Children develop several other kinds of seizures, and many even outgrow the absence of seizures during their teen years.

The Symptoms of Absence Seizures

An expressionless stare is the most common symptom of absence seizure. It might be mistaken for a space in attention that lasts only 10 seconds.

This can also last 20 seconds without drowsiness, headaches, or confusion afterward. Besides that, here are some of the other symptoms of this particular seizure:

  • Small movements of both hands
  • Sudden stop in a movement without failing
  • Finger rubbing
  • Eyelid flutters
  • Lip smacking
  • Chewing motions.

After the person returns to their normal state, they do not have any memory of the situation. Many regularly have several episodes that interfere with their daily activities or school. Children might have absence seizures for a brief time right before an adult get to witness the seizures.

A decline in a child’s learning power might be the first symptom of this condition.
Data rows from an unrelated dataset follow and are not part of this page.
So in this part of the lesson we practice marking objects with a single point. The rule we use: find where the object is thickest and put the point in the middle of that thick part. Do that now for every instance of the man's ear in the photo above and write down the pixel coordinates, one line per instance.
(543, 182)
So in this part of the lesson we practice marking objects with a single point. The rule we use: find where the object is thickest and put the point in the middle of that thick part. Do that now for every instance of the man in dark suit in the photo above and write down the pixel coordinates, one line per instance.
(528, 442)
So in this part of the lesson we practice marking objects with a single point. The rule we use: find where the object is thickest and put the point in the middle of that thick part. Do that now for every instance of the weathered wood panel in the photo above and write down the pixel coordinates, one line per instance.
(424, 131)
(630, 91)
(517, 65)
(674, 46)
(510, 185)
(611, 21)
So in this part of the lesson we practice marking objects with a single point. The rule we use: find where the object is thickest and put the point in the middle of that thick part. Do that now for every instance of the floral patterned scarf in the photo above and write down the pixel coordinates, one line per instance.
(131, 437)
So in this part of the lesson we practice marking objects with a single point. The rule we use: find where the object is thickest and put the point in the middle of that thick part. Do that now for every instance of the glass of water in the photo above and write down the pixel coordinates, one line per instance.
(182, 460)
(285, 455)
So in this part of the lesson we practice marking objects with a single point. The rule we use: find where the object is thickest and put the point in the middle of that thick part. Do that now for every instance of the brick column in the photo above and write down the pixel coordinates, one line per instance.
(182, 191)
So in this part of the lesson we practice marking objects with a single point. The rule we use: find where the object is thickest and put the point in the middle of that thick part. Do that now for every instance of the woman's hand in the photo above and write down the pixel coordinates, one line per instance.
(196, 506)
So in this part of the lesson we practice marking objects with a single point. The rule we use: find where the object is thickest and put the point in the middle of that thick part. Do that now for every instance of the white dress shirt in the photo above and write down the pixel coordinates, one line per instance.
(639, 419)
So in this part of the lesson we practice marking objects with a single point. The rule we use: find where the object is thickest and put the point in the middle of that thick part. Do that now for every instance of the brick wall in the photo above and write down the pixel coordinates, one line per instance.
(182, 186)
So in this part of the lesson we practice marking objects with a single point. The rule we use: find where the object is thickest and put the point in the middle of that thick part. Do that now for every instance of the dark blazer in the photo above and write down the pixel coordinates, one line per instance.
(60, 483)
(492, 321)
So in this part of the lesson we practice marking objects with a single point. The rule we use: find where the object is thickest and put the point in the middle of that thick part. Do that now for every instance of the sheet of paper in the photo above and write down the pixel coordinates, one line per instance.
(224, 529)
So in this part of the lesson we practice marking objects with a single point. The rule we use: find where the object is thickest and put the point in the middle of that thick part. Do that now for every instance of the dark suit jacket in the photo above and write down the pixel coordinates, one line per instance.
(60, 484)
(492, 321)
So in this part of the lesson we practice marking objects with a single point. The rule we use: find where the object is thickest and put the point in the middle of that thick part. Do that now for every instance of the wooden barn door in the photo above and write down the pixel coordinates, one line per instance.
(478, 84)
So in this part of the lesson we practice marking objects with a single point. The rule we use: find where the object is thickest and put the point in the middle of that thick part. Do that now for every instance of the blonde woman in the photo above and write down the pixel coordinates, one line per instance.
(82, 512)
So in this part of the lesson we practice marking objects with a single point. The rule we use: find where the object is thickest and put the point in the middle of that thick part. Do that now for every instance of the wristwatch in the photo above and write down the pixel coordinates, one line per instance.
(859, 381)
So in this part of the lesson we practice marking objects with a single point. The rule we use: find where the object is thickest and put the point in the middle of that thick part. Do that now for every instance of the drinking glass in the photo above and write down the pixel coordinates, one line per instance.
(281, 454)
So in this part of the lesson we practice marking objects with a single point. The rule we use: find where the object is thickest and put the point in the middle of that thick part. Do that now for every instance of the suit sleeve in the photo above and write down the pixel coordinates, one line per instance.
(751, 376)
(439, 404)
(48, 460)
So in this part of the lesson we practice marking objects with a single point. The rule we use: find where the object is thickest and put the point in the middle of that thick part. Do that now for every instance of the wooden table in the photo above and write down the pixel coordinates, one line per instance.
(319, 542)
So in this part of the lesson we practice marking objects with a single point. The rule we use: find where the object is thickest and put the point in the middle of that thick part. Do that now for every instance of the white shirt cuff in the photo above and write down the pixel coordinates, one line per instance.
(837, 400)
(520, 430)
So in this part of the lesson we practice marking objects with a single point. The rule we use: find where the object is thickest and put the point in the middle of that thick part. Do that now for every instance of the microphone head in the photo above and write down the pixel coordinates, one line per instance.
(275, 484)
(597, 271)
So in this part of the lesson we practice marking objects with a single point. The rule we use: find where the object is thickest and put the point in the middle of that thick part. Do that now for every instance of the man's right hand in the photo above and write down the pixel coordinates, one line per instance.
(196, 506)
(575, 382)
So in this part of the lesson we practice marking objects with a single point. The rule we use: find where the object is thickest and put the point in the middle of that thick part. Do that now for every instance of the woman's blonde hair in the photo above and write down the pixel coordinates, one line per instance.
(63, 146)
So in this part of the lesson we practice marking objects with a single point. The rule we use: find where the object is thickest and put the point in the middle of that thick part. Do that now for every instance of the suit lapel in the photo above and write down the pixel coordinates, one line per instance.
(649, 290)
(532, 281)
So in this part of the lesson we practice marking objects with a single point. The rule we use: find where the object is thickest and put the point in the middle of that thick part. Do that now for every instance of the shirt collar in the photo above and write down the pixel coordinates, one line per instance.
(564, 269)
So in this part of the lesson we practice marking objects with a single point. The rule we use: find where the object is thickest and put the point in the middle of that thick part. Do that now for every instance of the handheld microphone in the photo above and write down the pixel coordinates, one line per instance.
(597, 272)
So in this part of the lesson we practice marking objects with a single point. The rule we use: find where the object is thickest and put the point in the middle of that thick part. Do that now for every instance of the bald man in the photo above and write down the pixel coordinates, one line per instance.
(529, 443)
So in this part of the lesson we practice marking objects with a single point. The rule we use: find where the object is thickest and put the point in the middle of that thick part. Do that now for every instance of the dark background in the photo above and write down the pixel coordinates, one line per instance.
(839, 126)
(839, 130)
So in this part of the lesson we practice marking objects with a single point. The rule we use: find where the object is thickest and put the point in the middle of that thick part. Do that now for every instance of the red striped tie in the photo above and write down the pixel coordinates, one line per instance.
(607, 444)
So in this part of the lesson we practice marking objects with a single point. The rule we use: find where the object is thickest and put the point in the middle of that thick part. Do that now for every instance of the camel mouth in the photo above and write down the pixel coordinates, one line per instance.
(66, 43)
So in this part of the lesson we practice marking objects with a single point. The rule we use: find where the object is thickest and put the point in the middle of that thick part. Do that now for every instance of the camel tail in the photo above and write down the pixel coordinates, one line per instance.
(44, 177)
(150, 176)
Teachers will point out that the child is not paying attention in class or daydreaming.

The Treatment for Absence Seizures

In the absence seizures treatment, the physician will begin with a small dose of the anti-seizure medication. After that, they will increase the dose to control the absence of seizures properly.

Children might be able to taper off these medications under the doctor’s supervision when they have been seizure-free for 2 years. Apart from that, let’s check the drugs that the doctor prescribes:

  • Zarontin [Ethosuximide]: This medication is recommended by many physicians for the absence of seizures. In the majority of cases, the seizures respond perfectly to this medication. The side effects of this medicine are hyperactivity, trouble sleeping, sleepiness, vomiting, and nausea.
  • Depakene [Valproic Acid]:Girls who constantly need medication right into adulthood must discuss all the possible risks of valproic acid with the physician. This medication is associated with the risks of congenital disabilities in babies. Physicians have advised women against using Valproic acid when trying to conceive or during pregnancy. Doctors will suggest using this medication in children with both grand mal and absence seizures.
  • Lamictal [Lamotrigine]: Many studies have proved that this medication is not as effective as Valproic Acid or Ethosuximide. But it does have fewer side effects. Some of the side effects are nausea and rash.

Wrapping Up

The information in this post provides helpful insight into the absence of seizures, why they occur, and the treatment options available. If you or someone you know experiences it, you should take them to a good physician for treatment.